Hinter dem Flügger Leuchtturm wartet dann ein Stück persönlicher Geschichte. „Jimi Hendrix Fehmarn. Love and Peace Festival 4.-6. September 1970“steht auf einem mannsgroßen Stein unter dem Relief einer Elektrogitarre. An Liebe und Frieden erinnert sich der Wanderer dabei nicht. Wohl aber weiß er noch von Matsch und Regen, von Hells Angels, die mit Schlagstöcken in Zelte eindrangen und Eintrittskarten kontrollierten und in der letzten Nacht das
Büro des Veranstalters abfackelten, weil sie nicht bezahlt wurden. Kurz dahinter, über dem Vogelschutzreservat Wallnau, steigen fünf Graureiher hoch. Das Beobachtungszentrum öffnet erst um zehn Uhr. Doch eine Tafel davor zeigt Säbelschnäbler, Brandenten, Regenbrachvögel und Bekassinen. Vor Kurzem erst haben die Mitarbeiter wieder durchgezählt und sind auf 60 verschiedene Arten gekommen.

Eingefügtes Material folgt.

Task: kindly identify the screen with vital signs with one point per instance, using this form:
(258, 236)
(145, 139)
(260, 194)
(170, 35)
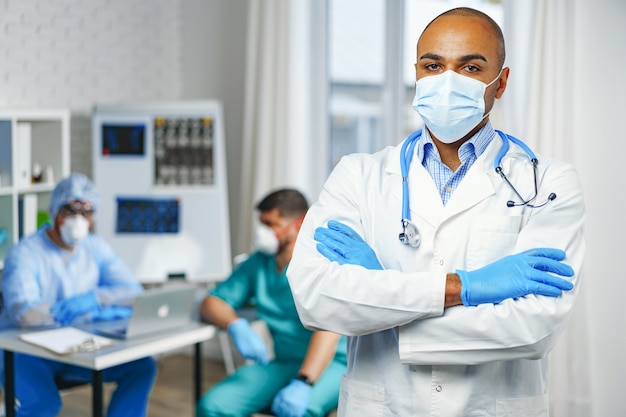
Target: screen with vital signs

Kleine Seen, Schilfgürtel, Strandwälle und Kiesstreifen bilden im Nordwesten eine Patchwork-Landschaft. Am Bojendorfer Strand kullert zwischen angespültem Tang ein kleiner Stein von zartem, milchigem Schimmer, mit einer faserigen Struktur im Inneren. Es ist ein Stück Ostseejade, Faserkalk, das schönste nur denkbare Souvenir einer Strandwanderung.
Am nördlichsten Punkt der Insel, der Markelsdorfer Huk, biegt die Küste nach Osten ab. Aber es dauert und dauert, bis endlich Puttgarden in Sicht kommt. Im Fährbahnhof hat die Reederei Scandlines einen kleinen Raum zum Thema Belttunnel eingerichtet. 18 Kilometer lang soll er werden. Dafür wird unter Wasser ein 16 Meter tiefer und 100 Meter breiter Graben in den Belt gezogen. Dies wird Tausende Tonnen von Segment aufwühlen, Fische verjagen und Schweinswale verstören. Ohnehin knappes Land auf der Insel geht für die Verbreiterung der Straße und den Ausbau der Bahntrasse verloren. 10, 15, 20 Milliarden Euro für eine Zeitersparnis von gerade mal 35 Minuten und ein Verkehrsaufkommen, das unter dem einer Bundesstraße liegt. Darüber grübelt der Wanderer lange. Und fragt sich am Ende, warum er eigentlich nicht an jedem Busch, jedem Ferienappartement und jedem der Urlauberautos ein großes, blaues Andreaskreuz gesehen hat. Es ist das Kennzeichen der Beltretter, jener Menschen, die dieses Projekt immer noch für vollkommen überteuert, unsinnig und zerstörerisch halten.